4.1.3.3. 4,5-Dihydro-1-(4-(4-methoxyphenyl)thiazol-2-yl)-3-methyl-5-phenyl-1H-pyrazole 12. Brownish yellow crystals, mp = 177–8 °C, yield (90%). Anal. Calcd. for C20H19N3OS (349.45): C, 68.74; H, 5.48; N, 12.02; S, 9.18. Found: C, 68.82; H, 5.55; N, 12.11; S, 9.28. 1HNMR (DMSO-d6, δ ppm): 2.07 (s, 3H, CH3), 2.87–2.93 (dd, 1H, pyrazoline, J = 6.92, 18.16 Hz), 3.58–3.65 (dd, 1H, pyrazoline, J = 11.68, 18.20 Hz), 3.75 (s, 3H, OCH3), 5.40–5.44 (dd, 1H, pyrazoline, J = 7.04, 11.68 Hz), 6.88–7.62 (m, 10H, Ar–H and CH-thiazole). 13C NMR (DMSO-d6, δ ppm): 15.81, 47.62, 55.53, 64.35, 102.00, 114.27, 127.12, 127.26, 127.77, 127.94, 128.88, 142.89,156.59, 155.65, 159.15, 165.56.

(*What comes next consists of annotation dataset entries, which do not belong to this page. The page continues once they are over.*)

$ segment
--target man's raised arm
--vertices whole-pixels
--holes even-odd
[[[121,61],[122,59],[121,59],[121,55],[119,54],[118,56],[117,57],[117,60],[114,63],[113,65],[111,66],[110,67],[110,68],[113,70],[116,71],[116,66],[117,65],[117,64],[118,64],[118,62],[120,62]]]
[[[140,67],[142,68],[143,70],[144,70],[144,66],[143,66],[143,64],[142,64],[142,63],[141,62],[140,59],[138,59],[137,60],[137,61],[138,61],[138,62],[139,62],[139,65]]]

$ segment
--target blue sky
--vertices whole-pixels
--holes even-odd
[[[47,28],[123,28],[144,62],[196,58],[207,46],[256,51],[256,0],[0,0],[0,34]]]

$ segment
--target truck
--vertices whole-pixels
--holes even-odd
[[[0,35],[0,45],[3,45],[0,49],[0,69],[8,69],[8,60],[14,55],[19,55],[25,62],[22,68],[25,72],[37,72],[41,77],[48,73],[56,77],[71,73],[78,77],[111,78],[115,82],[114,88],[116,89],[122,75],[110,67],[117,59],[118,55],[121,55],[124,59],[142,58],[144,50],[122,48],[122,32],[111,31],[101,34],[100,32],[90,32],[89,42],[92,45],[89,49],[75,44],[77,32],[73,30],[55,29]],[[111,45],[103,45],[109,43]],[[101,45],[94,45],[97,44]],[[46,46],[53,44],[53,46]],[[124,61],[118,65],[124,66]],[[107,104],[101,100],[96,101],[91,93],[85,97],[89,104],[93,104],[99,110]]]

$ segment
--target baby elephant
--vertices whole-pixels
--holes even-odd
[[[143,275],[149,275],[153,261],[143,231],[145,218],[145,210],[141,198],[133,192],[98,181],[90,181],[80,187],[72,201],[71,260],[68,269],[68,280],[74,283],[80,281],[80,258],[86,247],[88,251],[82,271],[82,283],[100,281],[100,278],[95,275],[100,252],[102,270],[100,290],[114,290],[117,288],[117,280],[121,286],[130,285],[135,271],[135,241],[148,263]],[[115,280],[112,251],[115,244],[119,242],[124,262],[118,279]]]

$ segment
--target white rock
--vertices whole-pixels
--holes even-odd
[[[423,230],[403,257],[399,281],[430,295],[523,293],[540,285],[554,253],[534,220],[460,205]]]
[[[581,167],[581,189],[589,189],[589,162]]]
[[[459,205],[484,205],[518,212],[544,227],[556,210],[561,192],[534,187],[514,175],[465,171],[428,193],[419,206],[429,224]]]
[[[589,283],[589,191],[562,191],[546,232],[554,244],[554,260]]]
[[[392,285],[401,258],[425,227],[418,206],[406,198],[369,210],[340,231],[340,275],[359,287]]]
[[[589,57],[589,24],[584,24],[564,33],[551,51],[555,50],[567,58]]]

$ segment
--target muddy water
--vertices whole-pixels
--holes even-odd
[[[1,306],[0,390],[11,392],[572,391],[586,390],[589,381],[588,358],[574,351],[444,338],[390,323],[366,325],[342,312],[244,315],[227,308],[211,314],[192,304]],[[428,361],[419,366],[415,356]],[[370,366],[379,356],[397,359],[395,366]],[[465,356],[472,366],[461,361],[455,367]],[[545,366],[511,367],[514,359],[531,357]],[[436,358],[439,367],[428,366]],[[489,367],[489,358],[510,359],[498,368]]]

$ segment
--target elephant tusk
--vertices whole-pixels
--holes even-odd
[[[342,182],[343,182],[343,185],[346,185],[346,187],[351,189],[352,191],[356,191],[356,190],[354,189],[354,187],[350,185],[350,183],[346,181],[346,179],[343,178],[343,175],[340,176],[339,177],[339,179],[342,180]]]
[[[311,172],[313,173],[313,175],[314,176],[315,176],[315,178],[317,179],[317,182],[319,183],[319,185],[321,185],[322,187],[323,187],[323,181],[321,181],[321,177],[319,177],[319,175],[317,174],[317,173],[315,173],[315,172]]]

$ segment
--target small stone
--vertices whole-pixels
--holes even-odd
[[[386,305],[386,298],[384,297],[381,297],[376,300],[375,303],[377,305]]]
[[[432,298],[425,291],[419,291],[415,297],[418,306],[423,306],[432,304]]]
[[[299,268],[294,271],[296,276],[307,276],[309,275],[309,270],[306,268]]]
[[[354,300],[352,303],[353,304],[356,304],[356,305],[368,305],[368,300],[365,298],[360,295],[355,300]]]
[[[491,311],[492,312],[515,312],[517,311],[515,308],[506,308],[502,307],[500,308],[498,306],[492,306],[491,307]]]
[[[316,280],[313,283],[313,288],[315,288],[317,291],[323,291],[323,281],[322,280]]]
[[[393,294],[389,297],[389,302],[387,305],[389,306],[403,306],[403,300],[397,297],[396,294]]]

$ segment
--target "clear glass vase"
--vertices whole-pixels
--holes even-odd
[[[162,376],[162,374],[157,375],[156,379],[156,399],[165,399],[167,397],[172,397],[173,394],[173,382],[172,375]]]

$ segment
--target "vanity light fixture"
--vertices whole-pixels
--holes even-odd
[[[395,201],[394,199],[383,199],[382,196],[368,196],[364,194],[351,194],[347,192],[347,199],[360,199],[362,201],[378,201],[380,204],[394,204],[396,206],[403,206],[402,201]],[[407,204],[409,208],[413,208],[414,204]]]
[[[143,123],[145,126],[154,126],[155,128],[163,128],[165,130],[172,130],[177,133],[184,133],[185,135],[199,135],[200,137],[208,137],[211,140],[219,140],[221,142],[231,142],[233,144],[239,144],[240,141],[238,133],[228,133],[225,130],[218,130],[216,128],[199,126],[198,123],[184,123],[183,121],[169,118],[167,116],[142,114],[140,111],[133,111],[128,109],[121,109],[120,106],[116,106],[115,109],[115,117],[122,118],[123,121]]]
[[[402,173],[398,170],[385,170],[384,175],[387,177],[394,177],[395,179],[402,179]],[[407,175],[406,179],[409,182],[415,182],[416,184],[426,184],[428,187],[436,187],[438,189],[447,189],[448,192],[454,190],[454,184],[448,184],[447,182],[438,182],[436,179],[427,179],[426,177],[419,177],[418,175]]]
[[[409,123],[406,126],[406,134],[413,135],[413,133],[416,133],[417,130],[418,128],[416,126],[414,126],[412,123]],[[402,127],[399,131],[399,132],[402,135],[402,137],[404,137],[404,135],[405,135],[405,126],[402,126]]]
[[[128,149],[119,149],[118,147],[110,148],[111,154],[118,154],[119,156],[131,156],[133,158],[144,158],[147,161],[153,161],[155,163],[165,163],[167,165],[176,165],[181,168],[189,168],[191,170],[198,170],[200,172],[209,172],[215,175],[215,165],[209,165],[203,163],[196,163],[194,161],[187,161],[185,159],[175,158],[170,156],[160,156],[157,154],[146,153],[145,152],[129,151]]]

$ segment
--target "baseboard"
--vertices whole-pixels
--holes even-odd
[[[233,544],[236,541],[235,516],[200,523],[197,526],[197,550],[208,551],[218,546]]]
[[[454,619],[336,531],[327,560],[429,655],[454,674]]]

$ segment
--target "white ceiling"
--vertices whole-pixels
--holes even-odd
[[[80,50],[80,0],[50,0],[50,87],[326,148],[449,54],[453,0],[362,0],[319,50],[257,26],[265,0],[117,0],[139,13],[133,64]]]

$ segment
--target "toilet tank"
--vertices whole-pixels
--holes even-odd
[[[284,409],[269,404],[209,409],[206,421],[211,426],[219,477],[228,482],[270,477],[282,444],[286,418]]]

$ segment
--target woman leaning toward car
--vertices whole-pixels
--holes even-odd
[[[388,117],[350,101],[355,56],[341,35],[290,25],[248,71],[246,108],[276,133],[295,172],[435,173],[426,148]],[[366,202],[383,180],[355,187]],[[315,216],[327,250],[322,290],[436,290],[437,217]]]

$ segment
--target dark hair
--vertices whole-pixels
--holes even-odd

4.1.3.4. 1-(4-(2,4-Dichlorophenyl)thiazol-2-yl)-4,5-dihydro-3-methyl-5-phenyl-1H-pyrazole 13. Gray crystals, mp = 147–8 °C, yield (87%). Anal. Calcd. for C19H15Cl2N3S (388.31): C, 58.77; H, 3.89; N, 10.82; S, 8.26. Found: C, 58.85; H, 3.96; N, 10.92; S, 8.35. 1HNMR (DMSO-d6, δ ppm): 2.08 (s, 3H, CH3), 2.88–2.94 (dd, 1H, pyrazoline, J = 6.72, 18.16 Hz), 3.59–3.66 (dd, 1H, pyrazoline, J = 11.72, 18.24 Hz), 5.41–5.46 (dd, 1H, pyrazoline, J = 6.80, 11.68 Hz), 7.26–7.71 (m, 9H, Ar–H and CH-thiazole). 13C NMR (DMSO-d6, δ ppm): 15.83, 47.65, 64.22, 104.95, 127.09, 127.58, 127.83, 128.92, 132.29, 133.85, 142.53, 149.48, 156.04, 165.66.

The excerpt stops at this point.